Jim Ventosa is a three time participant in RFTF (this year being his fourth) and current employee of Proteus Bicycles. Jim knows first-hand how important it is for your bike to be in tip-top shape to ride 140 miles, as well as how to get it there. Jim has kindly shared his expertise below.

The weather is getting warmer so a lot of bike tires are hitting the pavement for the first time this year.  Spinning classes are fantastic, but it's definitely worth it to get your bike out sooner rather than later.  After you pull your bike down from that hook in the garage, give it a once-over to make sure it's ready to roll. 

  1. Air up your tires. The PSI (pounds per square inch) is printed on the side of your tire.  Have a look at your tires - how badly are they worn?
  2. Pick the front of the bike up, spin the front wheel. Look at the space between your brakes and your rim. Is the wheel spinning relatively straight? Repeat with the back wheel.
  3. Grab the tire and try to wobble the wheel from side to side. It shouldn't wobble at all.  The axle should feel secure. Repeat with the rear wheel.
  4. Turn your handlebars 90 degrees. Put on the front brake. Push the bike forward and backwards.  It shouldn't feel wobbly.
  5. Both of your brakes should work without having to apply too much pressure to the levers.  Look at the brake pads - are they very worn? Is the side of the rim particularly dirty? Are your brake cables frayed?
  6. Using a metric allen wrench (most bolts will be 4, 5, or 6mm), check to make sure that all the visible bolts are tight. No need to overdo it. You don't want to apply too much force and strip the bolts, but things should be tight.
  7. Grab your crankarms (the things connected to the pedals) and try to wobble them side to side. They shouldn't. By this time it should be painfully apparent that wobbling is bad.
  8. Hop on your bike and ride around. Shift through all of your gears with your right hand, then shift one gear with the left, then shift through all the gears with your right hand again.  Repeat until you have done all the different gear combinations. Don't be surprised if your bike doesn't like the extremes (big chainring in the front and big gear in the back or small chainring in the front and little gear in the back).  This is normal. The chain should roll smoothly, it shouldn't jump off the gears, it shouldn't skip (or wobble for that matter).
  9. Look at your chain. Is it dirty? If you're feeling ambitious, hold a ruler up to it.  12 links should be 12 inches (from the center of pin to the center of pin).  If it's not, you may be due for a new chain.
  10. Look at your cassette (gears in the back) and your chainrings (gears in the front).  They should not look like shark fins.  If they do, your drivetrain is probably worn.

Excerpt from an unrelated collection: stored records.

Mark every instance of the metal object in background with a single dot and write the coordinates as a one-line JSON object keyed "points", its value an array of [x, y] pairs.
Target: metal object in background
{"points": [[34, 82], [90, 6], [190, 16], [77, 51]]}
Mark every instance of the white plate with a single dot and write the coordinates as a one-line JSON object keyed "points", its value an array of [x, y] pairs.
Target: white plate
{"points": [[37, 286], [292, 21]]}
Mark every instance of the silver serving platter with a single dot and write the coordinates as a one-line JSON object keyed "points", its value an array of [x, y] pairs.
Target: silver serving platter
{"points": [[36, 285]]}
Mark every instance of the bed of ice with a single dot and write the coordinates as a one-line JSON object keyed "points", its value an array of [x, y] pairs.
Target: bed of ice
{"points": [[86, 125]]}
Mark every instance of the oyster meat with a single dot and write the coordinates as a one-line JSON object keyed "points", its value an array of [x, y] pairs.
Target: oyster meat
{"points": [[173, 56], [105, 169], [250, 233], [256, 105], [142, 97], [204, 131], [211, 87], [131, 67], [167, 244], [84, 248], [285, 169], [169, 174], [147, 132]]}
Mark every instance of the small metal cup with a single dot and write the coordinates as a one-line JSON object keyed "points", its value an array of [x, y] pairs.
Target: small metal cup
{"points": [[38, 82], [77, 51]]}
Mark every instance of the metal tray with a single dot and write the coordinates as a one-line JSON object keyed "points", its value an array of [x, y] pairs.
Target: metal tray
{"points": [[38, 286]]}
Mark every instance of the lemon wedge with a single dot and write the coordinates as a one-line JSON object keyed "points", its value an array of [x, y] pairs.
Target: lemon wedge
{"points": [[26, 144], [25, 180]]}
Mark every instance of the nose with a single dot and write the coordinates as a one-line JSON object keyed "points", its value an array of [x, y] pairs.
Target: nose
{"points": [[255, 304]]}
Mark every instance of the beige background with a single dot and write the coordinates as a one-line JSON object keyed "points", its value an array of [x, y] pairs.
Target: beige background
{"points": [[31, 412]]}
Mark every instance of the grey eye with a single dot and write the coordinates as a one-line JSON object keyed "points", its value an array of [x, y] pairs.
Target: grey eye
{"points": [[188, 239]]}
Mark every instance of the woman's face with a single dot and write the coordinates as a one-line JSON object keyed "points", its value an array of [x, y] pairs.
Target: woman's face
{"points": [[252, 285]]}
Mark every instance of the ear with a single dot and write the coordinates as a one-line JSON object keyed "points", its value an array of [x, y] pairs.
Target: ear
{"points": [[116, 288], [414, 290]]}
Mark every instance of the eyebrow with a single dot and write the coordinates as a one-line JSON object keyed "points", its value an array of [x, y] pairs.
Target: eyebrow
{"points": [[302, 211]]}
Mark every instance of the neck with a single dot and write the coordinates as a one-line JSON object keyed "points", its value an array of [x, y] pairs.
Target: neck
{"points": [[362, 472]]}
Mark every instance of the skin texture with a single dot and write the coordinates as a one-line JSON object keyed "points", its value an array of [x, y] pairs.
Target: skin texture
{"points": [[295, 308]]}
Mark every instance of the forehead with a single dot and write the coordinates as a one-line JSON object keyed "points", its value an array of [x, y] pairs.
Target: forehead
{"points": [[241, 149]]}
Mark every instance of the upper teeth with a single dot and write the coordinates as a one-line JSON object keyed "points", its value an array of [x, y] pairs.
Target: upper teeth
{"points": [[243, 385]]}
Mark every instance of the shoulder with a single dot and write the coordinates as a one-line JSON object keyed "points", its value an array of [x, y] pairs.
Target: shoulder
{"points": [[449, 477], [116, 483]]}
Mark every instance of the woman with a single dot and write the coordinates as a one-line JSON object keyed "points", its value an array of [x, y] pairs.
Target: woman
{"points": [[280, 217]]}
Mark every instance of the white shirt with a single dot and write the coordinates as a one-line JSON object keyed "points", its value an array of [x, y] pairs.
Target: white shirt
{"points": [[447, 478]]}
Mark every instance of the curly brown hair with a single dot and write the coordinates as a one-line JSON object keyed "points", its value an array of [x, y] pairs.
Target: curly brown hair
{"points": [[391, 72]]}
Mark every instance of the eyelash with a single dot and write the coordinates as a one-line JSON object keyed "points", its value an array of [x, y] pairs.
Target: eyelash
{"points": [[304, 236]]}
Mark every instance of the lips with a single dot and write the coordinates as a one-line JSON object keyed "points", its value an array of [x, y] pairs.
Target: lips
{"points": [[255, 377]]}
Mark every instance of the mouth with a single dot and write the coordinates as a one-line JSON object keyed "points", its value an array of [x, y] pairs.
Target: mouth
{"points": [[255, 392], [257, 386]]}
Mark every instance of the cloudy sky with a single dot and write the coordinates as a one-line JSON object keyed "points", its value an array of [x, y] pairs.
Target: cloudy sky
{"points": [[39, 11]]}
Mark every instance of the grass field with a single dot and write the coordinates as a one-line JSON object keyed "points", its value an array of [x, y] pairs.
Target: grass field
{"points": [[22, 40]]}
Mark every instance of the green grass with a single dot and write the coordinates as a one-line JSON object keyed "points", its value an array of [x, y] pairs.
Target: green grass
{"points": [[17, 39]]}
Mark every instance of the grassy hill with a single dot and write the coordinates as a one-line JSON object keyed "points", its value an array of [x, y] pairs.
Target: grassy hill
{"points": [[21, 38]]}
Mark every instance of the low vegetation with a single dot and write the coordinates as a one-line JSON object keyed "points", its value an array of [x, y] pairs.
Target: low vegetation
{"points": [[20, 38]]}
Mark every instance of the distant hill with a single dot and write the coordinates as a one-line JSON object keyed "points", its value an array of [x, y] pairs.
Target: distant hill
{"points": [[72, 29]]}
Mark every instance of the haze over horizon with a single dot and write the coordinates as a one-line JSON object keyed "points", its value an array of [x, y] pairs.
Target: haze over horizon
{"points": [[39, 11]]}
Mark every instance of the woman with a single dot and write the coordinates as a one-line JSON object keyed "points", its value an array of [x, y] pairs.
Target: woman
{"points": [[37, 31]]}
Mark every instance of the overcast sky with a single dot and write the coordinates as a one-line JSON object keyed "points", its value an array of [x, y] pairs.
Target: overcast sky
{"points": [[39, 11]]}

If you're having problems with these things now, stop by one of the awesome Ride for the Feast sponsor bike shops and get your bike checked out...or check out a couple of the specials listed below:
  • Joe’s Bike Shop will be hosting their annual bike tune-up event on April 28. Tune-ups will be offered for a discounted rate of $50 (normally $75) and all proceeds will benefit Moveable Feast.
  • Baltimore Bicycle Works is also offering a $20 discount on tune-ups for Ride participants.  Stop in their Falls Road Shop (1813 Falls Road) and mention RFTF.

PLEASE NOTE:  We have been lucky enough to have fantastic bike techs with us each year. BUT, that's no excuse to show up to the ride without making sure your bike is in good working order. Bike techs are there to deal with quick and easy fixes to keep you rolling. "Keep you rolling" implies that your bike is already rolling quite well but may have had a minor problem. In previous years, a lot of what they have been asked to do the night before or during the Ride falls well outside of that realm. Moving forward, we're going to encourage our bike techs to give priority to quick easy fixes and adjustments, in order to make the best use of their time and not take advantage of them. If your bike needs fall outside that realm, you will be directed to the nearest bike shop.